6 Responses to “Robin Chase tells Congress why we need an open, neutral Internet”

  1. Actually, Robin Chase’s testimony demonstrated why we don’t need regulation of the Internet. She founded several Internet-related companies in the absence of any regulation, and did just fine, thank you. This demonstrates that no regulation of the Net is needed. Period.

  2. She found several companies that succeeded because Net neutrality has been the rule on the Internet.

    The FCC’s Net neutrality regulation does not regulate the Internet. It regulates the companies that sell us access to the Internet. It prevents them from violating the existing neutrality of the Net.


  3. “Network neutrality” has never been a rule on the Internet. From its earliest days, the Net has prioritized some types of traffic over others. And that’s a good thing.

    And please don’t start with this “Oh, the FCC isn’t trying to regulate the Internet” nonsense. That’s the party line of Google’s lobbyists, who want the Net regulated so as to serve Google’s corporate interests at the expense of the public interest.

    Fact: The FCC is attempting to regulate the Internet. Illegally. This WILL be stopped. They will regulate my network (which is part of the Internet) when they pry my keyboard from my cold, dead fingers.

  4. Q: Whose behavior is constrained by the FCC Net neutrality regulations?

    A: The access providers.

    QED. Net neutrality regulates the access providers.

    Whether or not the Google lobbyists say it doesn’t affect the truth of the statement or the validity of the argument.

  5. Again, nonsense.

    The FCC is attempting to regulate the characteristics of the networks that comprise the Internet.

    In short, it is trying to regulate the Internet.

    How much of your salary is paid by Google?

  6. As I’ve told you in the past, and as my disclosure statement explains: $0. Ever.

    My position at the Berkman Center pays me $0. My half-time job at the Harvard Law Library pays me a half-time salary. I make additional money writing, speaking and consulting. Google has never paid me anything, ever.

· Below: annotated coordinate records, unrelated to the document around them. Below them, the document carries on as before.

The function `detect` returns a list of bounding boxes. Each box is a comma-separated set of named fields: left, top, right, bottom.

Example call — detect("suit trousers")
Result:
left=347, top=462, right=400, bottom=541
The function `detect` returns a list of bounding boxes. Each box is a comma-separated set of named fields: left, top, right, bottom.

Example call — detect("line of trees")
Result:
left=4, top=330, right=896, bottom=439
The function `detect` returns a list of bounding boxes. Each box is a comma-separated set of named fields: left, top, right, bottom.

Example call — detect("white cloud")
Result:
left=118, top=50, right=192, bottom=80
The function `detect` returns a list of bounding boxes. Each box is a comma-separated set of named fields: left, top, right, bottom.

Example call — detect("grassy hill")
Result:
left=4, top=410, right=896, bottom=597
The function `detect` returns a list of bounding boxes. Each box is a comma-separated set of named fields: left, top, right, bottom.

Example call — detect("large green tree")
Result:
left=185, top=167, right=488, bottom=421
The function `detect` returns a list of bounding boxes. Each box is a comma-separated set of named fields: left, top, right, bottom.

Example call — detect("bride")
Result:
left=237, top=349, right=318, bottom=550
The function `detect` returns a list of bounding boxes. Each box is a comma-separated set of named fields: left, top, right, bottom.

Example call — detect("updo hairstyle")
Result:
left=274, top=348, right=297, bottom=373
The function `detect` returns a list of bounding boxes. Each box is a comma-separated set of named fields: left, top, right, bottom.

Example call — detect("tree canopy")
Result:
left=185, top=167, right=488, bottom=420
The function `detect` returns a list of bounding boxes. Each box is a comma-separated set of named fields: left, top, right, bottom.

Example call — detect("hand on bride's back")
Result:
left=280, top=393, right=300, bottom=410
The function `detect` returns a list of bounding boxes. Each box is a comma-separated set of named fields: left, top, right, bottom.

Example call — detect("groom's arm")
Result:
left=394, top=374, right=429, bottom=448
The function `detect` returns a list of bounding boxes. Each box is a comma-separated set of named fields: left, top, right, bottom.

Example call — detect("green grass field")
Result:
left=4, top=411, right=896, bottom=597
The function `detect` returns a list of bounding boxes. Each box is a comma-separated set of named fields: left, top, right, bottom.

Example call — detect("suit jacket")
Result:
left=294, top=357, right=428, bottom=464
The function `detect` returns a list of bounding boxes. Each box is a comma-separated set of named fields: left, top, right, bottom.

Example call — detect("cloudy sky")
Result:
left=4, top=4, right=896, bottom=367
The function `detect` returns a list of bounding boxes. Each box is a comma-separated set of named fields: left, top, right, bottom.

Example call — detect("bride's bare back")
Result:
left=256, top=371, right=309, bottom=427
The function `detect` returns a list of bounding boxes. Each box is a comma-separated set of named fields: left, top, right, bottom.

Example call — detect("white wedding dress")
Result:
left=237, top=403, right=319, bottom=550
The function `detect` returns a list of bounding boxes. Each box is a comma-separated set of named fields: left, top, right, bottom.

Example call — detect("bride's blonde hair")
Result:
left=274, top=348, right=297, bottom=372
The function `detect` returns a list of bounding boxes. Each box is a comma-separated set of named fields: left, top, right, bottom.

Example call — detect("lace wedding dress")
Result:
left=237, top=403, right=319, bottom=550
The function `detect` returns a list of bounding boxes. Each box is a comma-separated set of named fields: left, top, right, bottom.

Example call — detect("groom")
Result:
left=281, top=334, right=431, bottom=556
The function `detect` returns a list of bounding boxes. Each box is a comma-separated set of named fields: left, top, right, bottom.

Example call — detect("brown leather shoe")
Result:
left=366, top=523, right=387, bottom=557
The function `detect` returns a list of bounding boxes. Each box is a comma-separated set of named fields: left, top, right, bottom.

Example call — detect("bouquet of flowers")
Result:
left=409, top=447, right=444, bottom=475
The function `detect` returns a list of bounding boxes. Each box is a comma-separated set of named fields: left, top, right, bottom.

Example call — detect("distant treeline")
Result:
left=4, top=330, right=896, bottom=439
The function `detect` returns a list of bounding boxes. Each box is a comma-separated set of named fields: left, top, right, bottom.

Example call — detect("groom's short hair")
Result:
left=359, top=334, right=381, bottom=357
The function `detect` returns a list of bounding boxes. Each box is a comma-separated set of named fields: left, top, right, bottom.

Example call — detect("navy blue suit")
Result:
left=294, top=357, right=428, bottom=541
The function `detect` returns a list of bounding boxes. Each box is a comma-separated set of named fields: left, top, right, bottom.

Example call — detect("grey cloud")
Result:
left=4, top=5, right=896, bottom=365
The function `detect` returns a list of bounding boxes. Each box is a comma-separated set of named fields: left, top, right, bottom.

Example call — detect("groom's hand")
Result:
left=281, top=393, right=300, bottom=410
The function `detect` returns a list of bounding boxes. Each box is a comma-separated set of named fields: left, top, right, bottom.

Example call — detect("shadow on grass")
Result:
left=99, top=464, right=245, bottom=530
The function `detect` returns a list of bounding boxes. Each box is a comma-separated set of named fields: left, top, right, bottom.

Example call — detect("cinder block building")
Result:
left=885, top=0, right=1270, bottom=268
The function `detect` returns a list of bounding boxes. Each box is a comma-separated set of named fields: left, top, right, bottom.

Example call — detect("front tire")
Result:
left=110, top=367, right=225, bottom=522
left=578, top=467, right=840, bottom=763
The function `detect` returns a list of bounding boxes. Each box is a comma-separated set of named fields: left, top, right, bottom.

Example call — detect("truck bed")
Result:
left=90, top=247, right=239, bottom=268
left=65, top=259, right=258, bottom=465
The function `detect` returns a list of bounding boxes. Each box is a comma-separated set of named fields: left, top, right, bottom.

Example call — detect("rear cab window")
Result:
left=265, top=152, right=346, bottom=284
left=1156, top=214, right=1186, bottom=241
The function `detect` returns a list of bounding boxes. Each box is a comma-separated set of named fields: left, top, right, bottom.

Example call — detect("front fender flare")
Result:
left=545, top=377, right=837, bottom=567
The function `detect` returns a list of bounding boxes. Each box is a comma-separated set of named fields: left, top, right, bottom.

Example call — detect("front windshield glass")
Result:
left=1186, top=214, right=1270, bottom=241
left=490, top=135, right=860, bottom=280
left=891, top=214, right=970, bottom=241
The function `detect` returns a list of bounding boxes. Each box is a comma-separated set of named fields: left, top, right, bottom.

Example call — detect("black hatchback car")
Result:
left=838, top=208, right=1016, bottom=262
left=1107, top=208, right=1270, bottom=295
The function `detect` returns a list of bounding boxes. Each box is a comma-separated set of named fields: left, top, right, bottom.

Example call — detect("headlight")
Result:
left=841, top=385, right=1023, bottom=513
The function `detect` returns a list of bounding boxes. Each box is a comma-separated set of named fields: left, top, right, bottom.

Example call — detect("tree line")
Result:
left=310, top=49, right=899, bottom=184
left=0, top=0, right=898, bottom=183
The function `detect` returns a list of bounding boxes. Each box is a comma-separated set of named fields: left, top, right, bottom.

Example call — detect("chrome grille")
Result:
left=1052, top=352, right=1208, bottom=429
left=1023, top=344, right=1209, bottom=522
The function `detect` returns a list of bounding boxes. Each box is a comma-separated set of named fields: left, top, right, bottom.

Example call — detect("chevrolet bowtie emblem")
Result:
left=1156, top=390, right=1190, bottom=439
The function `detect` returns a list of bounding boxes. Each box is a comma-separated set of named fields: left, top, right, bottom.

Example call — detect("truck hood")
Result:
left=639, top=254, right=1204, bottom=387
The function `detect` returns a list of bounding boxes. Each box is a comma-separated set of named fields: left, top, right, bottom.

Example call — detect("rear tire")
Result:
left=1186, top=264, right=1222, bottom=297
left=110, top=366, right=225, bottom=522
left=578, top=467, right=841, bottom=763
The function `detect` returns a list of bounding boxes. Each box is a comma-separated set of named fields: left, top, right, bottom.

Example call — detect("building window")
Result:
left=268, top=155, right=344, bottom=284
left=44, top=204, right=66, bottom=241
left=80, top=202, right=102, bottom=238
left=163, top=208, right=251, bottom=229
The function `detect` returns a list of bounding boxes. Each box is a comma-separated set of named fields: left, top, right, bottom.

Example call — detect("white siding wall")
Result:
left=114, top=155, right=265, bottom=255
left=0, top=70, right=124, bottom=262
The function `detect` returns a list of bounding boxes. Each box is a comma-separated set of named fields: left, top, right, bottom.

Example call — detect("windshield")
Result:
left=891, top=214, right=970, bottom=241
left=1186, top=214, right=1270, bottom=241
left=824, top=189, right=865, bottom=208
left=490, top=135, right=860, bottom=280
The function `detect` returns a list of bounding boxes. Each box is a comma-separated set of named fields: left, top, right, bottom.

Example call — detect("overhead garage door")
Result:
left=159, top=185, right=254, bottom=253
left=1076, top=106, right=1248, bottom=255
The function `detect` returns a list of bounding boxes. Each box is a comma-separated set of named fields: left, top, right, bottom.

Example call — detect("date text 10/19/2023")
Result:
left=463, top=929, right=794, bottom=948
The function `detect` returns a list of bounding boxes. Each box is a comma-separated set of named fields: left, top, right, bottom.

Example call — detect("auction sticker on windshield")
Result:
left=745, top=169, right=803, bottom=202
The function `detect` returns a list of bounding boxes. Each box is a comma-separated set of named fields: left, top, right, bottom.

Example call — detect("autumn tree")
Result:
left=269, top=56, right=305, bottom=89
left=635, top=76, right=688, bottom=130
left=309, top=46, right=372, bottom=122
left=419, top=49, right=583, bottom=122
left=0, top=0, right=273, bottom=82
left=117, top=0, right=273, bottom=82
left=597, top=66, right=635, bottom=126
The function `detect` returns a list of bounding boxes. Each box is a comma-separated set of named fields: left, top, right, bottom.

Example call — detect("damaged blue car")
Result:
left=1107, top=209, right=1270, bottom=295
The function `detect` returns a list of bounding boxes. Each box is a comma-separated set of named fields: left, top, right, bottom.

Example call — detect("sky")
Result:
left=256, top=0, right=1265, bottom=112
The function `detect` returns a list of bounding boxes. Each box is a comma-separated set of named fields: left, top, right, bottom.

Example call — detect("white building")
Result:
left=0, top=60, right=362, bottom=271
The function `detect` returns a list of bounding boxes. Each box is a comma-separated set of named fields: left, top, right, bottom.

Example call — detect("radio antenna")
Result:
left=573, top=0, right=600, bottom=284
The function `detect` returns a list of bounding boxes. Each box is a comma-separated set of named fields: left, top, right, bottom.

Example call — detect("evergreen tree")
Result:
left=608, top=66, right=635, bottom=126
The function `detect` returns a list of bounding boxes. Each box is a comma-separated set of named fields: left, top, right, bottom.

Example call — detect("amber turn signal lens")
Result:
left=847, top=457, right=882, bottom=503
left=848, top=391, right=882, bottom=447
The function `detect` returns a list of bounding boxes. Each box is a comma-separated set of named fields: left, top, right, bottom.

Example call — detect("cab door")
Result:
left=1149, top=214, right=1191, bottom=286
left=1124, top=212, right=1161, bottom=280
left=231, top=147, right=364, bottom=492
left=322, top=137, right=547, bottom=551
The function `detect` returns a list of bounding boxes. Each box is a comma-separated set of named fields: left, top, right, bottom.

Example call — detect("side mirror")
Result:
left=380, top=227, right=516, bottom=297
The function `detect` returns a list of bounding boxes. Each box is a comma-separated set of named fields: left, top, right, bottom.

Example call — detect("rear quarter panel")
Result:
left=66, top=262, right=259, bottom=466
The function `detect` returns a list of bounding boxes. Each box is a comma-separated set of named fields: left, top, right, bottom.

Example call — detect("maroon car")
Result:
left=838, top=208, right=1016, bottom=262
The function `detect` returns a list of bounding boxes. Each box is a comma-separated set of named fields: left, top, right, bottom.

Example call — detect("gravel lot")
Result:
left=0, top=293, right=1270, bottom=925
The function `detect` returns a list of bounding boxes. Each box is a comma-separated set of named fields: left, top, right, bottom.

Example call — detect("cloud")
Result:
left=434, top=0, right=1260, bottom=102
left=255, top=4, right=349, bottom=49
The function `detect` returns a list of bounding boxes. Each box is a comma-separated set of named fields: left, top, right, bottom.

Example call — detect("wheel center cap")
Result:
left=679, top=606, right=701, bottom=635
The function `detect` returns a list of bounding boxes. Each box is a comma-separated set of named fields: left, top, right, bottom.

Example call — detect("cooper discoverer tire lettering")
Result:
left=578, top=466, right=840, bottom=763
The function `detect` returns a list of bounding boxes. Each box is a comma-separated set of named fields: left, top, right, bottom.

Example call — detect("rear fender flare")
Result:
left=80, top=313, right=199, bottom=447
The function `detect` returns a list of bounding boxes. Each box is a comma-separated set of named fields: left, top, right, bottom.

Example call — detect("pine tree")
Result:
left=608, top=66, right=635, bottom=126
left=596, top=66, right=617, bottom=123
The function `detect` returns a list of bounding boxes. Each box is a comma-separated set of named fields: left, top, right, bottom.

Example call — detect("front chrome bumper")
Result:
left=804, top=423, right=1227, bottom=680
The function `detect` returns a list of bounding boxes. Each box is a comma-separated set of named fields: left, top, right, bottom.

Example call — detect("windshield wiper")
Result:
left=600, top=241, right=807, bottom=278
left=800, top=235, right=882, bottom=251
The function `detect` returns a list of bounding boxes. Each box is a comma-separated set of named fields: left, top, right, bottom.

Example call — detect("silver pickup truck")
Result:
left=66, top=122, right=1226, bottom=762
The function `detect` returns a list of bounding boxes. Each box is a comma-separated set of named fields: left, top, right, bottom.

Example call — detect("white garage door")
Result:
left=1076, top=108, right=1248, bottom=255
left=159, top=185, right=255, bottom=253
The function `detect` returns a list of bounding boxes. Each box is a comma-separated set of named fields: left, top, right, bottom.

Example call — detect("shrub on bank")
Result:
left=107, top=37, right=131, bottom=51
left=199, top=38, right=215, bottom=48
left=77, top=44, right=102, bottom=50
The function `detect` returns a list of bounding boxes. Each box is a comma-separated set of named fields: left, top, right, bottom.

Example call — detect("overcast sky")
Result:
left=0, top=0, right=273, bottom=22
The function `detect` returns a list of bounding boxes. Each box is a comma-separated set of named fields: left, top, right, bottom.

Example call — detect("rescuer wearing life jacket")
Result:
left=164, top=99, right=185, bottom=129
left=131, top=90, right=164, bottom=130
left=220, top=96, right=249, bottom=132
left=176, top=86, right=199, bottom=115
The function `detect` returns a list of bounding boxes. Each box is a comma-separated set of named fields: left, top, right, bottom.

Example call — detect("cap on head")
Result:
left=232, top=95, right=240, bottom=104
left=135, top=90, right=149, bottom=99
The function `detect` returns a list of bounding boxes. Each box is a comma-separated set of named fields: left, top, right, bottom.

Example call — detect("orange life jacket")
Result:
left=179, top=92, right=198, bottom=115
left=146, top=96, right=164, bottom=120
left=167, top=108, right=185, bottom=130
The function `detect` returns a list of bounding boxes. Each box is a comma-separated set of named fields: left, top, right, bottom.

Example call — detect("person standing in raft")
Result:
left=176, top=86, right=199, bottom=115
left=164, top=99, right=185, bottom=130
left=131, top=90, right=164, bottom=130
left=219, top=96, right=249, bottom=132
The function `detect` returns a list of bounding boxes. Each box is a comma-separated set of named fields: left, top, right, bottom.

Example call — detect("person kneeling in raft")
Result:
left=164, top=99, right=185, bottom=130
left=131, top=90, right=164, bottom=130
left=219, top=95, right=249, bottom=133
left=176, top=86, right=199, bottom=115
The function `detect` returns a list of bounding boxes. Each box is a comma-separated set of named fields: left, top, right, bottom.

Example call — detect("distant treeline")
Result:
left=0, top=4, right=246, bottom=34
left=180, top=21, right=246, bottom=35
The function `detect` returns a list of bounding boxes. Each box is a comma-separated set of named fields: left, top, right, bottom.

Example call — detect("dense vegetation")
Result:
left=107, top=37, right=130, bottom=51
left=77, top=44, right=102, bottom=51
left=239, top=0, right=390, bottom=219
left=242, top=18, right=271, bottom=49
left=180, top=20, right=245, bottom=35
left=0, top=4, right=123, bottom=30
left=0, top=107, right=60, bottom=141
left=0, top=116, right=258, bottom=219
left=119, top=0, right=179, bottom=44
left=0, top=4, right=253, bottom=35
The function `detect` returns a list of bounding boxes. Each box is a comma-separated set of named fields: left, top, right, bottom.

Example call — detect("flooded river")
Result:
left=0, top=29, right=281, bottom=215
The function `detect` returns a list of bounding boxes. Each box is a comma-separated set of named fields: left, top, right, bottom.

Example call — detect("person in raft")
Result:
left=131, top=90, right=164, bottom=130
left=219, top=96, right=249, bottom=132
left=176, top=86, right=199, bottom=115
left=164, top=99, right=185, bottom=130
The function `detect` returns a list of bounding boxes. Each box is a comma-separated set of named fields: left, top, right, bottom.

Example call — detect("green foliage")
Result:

    So, you’re going to have to acknowledge at some point that I disagree with you because I disagree with you, not because I’m getting paid to disagree with you. I really don’t see why that’s so hard for you to believe.

    Frankly, Brett, you’re the one who has a financial interest in your beliefs. As you may have noticed, I have never ever attributed your beliefs to that financial interest. Do me the same courtesy.